L’éducation CE inspecterait les écoles de matatiele indépendantes

Maria

L'éducation CE inspecterait les écoles de matatiele indépendantes

MATATIELE – Le ministère de l’Éducation du Cap oriental visiterait les écoles indépendantes de Matatiele, pour inspecter si les écoles sont enregistrées et respectent les normes de sécurité, entre autres.

C’est après que trois enfants aient été violés dans la municipalité locale, prétendument sur le terrain de l’école.

Les incidents, en particulier le viol d’une fillette de 7 ans en octobre 2024, ont provoqué un tollé à travers le pays, appelant à la justice pour les mineurs.

Les deux dernières semaines ont vu de multiples manifestations appelant à l’action et des représentants du gouvernement se rendant à la province pour tenter de calmer la situation.

Mais une plus grande colère découle de la gestion de la situation par les autorités et du directeur dans lequel la petite fille aurait été violée.

Un certain sens de la normalité et du calme est revenu à Matatiele.

Le deuxième mandat a commencé, les pieds de la rue dans les rues, les uniformes scolaires soigneusement pressés et les sacs à dos sont en suspension sur les épaules.

Mais sous le bavardage et les rires entre camarades de classe et échanges entre voisins, une réalité plus sombre persiste encore dans la zone rurale.

Le viol de plusieurs personnes, dont des enfants, un, une fille de sept ans dont le viol a provoqué un tollé à travers le pays.

Ce n’est que la pointe de l’iceberg dans la municipalité locale – à environ 9 kilomètres du centre-ville est un petit garçon qui a également été violée dans les locaux d’un centre de développement de la petite enfance.

Sa grand-mère, qui l’a élevé, a remarqué un changement dans la marche et le comportement de l’enfant à son retour de l’école en octobre 2024.

«Je lui ai demandé plus tard le même jour si quelqu’un avait touché son corps et l’avait blessé sans être précis parce que je ne voulais pas lui demander si cela se produisait à l’école. Il a confirmé qu’il y en avait.

« Il a exprimé de la douleur et a serré la poignée de la porte. J’ai demandé qui c’était, et il l’a nommé. Il a expliqué ce que la personne lui avait fait. Il a dit qu’il était allé aux toilettes et que la personne l’a emmené à son bureau, l’a placé sur son ventre, enlevé ses vêtements. »

Ces viols ont vu des appels de nombreux secteurs pour une intervention urgente avec diverses manifestations organisées à travers le pays, y compris dans le lieu où les violations ont eu lieu.

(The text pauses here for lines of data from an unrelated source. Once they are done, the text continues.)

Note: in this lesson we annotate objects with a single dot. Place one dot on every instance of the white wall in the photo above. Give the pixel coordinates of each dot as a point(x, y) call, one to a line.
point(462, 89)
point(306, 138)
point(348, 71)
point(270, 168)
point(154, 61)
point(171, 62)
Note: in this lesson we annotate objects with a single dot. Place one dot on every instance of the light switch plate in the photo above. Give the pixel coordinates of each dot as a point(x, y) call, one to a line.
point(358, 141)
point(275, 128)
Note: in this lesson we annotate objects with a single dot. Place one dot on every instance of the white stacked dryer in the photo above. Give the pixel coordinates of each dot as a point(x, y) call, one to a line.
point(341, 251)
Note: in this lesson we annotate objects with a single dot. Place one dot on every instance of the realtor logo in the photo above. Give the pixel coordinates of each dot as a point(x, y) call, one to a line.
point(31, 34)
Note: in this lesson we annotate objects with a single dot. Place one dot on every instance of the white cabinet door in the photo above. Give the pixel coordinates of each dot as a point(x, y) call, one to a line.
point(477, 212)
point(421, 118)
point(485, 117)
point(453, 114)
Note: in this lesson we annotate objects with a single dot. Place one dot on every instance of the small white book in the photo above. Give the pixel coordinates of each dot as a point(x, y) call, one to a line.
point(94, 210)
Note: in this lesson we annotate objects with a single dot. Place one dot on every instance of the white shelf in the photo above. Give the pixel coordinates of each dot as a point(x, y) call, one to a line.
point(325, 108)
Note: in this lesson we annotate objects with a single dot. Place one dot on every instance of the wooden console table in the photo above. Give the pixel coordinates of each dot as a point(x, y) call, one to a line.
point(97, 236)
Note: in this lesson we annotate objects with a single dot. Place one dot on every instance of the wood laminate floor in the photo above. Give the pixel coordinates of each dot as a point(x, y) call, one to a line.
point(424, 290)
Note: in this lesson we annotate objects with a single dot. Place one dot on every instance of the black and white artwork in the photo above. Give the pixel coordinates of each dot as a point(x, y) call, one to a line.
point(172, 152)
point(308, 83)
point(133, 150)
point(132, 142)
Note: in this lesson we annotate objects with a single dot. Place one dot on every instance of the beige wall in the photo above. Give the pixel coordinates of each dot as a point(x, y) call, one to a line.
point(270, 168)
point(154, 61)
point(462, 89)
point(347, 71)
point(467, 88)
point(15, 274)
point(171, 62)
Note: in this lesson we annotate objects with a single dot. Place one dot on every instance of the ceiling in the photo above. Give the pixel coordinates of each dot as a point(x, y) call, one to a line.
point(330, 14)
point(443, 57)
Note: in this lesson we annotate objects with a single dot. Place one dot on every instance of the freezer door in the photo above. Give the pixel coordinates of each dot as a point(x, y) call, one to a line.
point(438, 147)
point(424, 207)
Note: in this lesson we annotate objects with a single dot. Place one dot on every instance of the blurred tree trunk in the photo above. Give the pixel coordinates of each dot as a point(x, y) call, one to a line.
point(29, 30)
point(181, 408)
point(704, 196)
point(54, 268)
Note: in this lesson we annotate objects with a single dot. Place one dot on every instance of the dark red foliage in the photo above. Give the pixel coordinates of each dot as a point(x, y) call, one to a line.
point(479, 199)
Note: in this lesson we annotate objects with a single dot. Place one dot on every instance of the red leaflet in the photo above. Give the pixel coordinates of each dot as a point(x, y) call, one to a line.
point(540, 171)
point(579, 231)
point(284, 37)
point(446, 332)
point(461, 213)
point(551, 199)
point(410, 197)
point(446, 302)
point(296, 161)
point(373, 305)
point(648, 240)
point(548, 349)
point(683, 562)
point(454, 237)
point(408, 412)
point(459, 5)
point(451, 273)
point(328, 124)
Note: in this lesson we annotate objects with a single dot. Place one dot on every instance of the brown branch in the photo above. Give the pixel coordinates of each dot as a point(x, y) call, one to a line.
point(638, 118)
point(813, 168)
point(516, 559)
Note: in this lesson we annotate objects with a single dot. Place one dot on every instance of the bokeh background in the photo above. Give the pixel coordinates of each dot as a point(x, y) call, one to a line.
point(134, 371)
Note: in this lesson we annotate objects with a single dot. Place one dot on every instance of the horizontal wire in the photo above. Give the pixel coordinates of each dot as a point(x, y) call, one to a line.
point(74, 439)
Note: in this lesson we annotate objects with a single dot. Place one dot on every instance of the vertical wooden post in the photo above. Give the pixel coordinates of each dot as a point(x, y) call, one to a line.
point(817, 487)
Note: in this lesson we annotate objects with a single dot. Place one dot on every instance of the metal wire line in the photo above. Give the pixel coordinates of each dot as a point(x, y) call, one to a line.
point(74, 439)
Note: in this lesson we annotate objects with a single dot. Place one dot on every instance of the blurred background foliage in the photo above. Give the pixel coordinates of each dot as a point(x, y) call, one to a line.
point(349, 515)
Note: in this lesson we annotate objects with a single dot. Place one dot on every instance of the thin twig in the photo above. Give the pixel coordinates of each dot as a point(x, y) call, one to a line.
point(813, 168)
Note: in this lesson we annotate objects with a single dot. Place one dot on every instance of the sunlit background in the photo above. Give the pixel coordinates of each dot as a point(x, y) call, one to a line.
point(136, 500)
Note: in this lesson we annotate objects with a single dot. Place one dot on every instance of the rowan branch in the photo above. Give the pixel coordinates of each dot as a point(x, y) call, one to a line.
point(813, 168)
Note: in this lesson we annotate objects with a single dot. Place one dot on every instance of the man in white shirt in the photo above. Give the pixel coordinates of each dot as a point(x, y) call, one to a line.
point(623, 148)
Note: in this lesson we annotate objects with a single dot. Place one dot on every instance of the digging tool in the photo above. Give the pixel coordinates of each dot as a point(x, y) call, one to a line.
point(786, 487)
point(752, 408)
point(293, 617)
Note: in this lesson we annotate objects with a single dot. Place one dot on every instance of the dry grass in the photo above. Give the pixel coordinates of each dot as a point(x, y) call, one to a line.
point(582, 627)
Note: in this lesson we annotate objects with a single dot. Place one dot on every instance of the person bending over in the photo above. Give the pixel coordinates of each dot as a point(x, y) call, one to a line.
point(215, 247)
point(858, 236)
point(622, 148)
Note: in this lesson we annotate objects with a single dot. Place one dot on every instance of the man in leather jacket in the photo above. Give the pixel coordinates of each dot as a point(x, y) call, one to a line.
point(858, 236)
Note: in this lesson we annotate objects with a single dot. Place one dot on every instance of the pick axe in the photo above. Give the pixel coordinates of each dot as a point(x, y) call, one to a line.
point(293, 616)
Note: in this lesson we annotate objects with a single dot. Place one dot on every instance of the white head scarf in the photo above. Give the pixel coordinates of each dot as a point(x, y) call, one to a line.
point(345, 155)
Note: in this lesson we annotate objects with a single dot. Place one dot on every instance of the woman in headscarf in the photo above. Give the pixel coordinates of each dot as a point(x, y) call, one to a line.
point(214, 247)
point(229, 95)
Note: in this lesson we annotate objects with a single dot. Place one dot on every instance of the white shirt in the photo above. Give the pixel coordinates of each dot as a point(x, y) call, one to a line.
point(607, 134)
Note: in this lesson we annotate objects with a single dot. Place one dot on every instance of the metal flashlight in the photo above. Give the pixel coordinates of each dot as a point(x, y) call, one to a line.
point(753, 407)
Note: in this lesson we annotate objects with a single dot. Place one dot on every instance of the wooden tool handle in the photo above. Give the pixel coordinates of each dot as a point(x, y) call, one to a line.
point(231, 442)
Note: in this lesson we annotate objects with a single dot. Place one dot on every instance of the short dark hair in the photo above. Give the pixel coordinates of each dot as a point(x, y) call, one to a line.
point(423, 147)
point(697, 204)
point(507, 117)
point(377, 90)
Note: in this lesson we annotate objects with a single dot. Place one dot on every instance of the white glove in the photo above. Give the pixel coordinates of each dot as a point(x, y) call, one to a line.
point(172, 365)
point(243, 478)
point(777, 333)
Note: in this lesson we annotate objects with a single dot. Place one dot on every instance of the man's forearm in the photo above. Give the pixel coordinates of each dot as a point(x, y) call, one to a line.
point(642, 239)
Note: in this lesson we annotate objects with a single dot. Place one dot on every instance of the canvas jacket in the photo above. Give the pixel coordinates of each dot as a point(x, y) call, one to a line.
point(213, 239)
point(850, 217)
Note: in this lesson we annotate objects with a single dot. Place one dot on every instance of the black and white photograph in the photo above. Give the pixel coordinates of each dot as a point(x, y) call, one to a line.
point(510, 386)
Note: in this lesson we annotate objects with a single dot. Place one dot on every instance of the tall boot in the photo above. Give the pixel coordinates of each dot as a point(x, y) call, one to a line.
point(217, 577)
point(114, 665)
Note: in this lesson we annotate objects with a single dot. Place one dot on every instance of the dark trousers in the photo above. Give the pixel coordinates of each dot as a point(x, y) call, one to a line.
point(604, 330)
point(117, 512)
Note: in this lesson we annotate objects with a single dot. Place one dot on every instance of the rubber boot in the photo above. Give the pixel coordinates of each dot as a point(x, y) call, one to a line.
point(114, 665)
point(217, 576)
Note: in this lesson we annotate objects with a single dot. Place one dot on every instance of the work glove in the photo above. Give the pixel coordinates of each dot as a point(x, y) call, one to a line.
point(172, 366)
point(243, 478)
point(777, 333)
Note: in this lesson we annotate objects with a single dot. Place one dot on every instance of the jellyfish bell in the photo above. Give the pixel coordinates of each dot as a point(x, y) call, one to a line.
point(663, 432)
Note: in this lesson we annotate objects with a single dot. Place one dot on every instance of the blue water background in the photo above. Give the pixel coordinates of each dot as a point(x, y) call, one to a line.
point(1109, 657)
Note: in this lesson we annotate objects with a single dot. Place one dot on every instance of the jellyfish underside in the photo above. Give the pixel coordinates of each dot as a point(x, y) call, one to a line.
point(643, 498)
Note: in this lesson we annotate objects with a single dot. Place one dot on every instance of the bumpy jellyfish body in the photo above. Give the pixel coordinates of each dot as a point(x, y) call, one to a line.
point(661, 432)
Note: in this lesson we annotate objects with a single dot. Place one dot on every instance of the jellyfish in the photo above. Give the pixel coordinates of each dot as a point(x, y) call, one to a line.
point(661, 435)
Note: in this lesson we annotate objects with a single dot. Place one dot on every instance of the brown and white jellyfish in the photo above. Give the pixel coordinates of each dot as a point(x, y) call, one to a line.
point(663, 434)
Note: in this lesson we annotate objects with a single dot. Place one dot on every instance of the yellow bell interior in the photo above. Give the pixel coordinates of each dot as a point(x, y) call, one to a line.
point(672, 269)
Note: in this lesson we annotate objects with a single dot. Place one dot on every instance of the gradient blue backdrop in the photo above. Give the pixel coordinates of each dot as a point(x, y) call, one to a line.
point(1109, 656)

Le tollé national a forcé les meilleurs cuivres de la police à descendre dans la province pour peindre à travers le dossier de la fillette de 7 ans pour voir si quelque chose avait été manqué lors des enquêtes sur l’incident.

Mais ces efforts ne suffisent pas à éclipser ce que les familles pensent que les autorités chargées de l’application des lois, en particulier la famille d’une autre fille de 7 ans de Gobizembe.

«L’enfant est blessé. Nous n’avons pas été informés qu’un suspect avait été arrêté. Il y avait un silence. À un moment donné, lorsque nous sondions, on nous a dit que le suspect avait été libéré.

« Premièrement, on ne nous a pas dit qu’il avait été arrêté. Nous ne savions même pas qu’il avait également été libéré. ​​Qui a la preuve qu’il a été arrêté? »

Les écoles dans lesquelles les enfants auraient été violées restent ouvertes.

L’un d’eux a lancé une action en justice pour tenter d’interdire le département de l’éducation provinciale de la suppression de l’institution.

Cela offre peu de réconfort aux familles et à la communauté qui se sent avalée par des maux sociaux tels que développés par un militant local qui souhaitait rester anonyme.

«Donc, rétrospectivement, les enfants vont encore mourir. Quand vous partez, lorsque le ministre partit, s’il n’y a pas de processus et de voies claires sur la façon de freiner cette chose, nous allons toujours avoir des cas.

«Nous allons toujours faire mourir des gens, nous allons toujours faire violer des enfants, nous allons toujours faire violer des femmes, nous allons toujours avoir une violence basée sur le genre« jusqu’à ce que le royaume vienne ».